Suggest for competition

It is currently known that the biggest difficulty for competitors is the submissions.

Although we have good validation on local, even GCP
But there are still many people who have encountered difficulties.
This is nothing about Reinforcement Learning, but I feel that only knowing that the solution is not a good competition.

Here are some of the results I tested in the past few days that I consumed my quota.
The image file currently used by Aicrowd:

nvidia/cuda:9.0-cudnn7-runtime-ubuntu16.04

So the way to test similar environments can be set in GCP Compute.:

My language is Chinese, but it won’t matter. I should pay attention to Cuda 9.0 instead of the default cuda10. Although used in docker does not affect the results, some contestants may need to export the configuration files of the original environment in non-docker.

(GPU should be officially approved)

This will be more similar to Aicrowd’s execution environment, and when evaluating,

docker run \
  --env OTC_EVALUATION_ENABLED=true \
  --network=host \
  -it obstacle_tower_challenge:latest ./run.sh

Should add attributes

--runtime=nvidia

This allows you to use the nvidia driver in docker, will automatically apply cuda in docker.

In addition, GCP has pre-configured the nvidia runtime docker for you. If you are configuring in a non-GCP environment, you should refer to this.

Another special reminder is that
The newline symbol for the Dos file is ^J^M
The newline symbol for Unix files is ^J
So in some cases you will encounter bash problems, because it is the relationship of the Windows environment configuration file, you should use Vim and other similar editors to change the encoding.

In addition, can you ask the administrator to give me more quota? :rofl::rofl:

1 Like

Hi @ChenKuanSun,

Thanks for your insightful analysis !

But I am afraid, this is not a cuda/gpu issue, as I myself ran a benchmark with numerous submissions earlier which were hogging onto the GPU, and all of them succeeded without error.

And the evaluation setup, is running a few other quite intense private competitions, and there we havent seen any issue like this.

This seems to be because of some nuance in the communication between the evaluation binary and the submitted code. And another issue we also noticed, that many of the images were just huge, with a few layers as big as 20GB !! and just pull those images from the docker registry was taking way too much time. But that was also fixed yesterday (correct me if I am wrong @shivam ).
So seeing these errors again is indeed troubling :confused:

I will try to do a little bit more debugging today, and see how it goes. And the nvidia-runtime is already present in the cluster, and is definitely not the cause of the issue.

I mean the participants want to simulate the configuration of the environment themselves, they can use these methods.

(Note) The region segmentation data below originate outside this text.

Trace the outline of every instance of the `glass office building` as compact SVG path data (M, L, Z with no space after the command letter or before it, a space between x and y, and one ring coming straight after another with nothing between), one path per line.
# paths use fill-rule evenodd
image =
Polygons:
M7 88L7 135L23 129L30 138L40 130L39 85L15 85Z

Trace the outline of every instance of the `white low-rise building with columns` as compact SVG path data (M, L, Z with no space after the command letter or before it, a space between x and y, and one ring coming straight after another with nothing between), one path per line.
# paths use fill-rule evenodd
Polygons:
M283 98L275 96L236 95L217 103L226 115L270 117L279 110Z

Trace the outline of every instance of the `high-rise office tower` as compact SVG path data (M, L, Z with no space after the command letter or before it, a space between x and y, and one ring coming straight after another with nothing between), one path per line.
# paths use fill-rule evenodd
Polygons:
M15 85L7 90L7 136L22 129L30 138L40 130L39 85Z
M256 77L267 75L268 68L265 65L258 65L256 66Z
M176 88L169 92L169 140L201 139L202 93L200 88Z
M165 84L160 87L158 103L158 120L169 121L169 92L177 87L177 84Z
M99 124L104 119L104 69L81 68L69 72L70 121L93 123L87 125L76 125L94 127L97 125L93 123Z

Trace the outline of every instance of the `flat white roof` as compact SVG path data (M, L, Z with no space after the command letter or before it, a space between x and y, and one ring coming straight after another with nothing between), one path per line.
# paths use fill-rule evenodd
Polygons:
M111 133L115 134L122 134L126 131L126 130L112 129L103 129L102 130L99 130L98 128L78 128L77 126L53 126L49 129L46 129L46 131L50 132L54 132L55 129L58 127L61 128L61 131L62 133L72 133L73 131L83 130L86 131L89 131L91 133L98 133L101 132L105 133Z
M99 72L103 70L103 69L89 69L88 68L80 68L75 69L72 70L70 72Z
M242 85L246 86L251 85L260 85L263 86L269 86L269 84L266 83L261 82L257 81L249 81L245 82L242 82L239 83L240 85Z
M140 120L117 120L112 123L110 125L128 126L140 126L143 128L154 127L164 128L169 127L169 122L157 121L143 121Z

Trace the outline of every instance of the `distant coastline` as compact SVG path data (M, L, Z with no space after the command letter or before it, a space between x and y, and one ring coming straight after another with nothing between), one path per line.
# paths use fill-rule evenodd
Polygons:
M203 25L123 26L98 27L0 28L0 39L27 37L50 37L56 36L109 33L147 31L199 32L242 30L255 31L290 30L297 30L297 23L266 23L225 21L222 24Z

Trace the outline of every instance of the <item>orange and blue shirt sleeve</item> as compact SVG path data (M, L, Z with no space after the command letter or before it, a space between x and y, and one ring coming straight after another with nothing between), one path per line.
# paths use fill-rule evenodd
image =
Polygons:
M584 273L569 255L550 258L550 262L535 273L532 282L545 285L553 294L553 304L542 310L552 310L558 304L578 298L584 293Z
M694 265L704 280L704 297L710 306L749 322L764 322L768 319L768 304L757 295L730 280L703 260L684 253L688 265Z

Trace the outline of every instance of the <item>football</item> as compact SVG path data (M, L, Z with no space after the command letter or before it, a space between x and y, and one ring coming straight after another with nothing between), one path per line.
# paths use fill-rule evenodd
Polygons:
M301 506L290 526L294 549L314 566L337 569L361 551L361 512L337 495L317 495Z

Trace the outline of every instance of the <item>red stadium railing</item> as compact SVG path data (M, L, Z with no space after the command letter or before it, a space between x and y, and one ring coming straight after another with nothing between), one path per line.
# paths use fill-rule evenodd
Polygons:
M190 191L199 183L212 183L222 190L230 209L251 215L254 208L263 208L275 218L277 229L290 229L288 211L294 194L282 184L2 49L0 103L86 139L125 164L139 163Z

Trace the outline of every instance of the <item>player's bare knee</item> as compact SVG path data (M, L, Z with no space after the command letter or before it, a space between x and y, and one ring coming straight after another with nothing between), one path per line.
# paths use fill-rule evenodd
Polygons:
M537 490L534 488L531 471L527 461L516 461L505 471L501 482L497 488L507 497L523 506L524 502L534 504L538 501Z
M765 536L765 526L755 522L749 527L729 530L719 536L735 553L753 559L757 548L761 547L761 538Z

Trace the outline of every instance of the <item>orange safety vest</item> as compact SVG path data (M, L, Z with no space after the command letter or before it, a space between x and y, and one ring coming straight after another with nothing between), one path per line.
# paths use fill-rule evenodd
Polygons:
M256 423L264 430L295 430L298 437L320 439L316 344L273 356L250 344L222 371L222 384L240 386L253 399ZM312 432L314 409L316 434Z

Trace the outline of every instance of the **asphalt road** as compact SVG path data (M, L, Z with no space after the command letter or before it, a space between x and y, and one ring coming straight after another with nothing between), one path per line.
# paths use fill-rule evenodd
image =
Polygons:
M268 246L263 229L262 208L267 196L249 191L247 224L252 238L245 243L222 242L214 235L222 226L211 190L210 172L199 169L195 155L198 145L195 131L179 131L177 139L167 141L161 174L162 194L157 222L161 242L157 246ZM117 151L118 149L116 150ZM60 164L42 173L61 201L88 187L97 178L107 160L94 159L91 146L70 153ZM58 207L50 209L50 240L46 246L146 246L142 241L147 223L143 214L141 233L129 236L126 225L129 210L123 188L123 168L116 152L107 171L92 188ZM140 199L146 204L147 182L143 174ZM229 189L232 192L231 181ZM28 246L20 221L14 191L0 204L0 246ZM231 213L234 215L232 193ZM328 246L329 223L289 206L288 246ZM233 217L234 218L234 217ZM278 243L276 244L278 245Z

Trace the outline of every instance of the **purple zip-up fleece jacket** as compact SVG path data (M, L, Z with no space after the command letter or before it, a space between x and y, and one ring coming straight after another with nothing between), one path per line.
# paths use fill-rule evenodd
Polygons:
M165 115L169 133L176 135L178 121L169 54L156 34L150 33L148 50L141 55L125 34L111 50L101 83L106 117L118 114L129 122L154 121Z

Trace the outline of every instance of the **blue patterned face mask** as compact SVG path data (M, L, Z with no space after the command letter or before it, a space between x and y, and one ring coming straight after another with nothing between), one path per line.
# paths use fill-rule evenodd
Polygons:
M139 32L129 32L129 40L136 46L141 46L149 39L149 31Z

Can you please help me by the way to check why my CKPT file will have a wrong problem when clone to build from repo?
The correct size should be 4-5GB

I think I found the issue !!
Our git setup was misconfigured by mistake :confused:

The general policy is that on gitlab.aicrowd.com, you should not be able to checkin a file larger than 20Mb directly ! As that bloats up the git history, and causes a whole array of issues downstream. Including the bloating of the images.

I just modified the server, to ensure that no file larger than 20Mb be directly checked into the repository.

To check in larger model weights, you will have to use git-lfs. More on that here : https://about.gitlab.com/2017/01/30/getting-started-with-git-lfs-tutorial/

In the meantime, can you delete your current repository (take a backup ofcourse ;)) , then fork the starter kit again, add in your code files, add your checkpoints via git-lfs, and then try submitting again ?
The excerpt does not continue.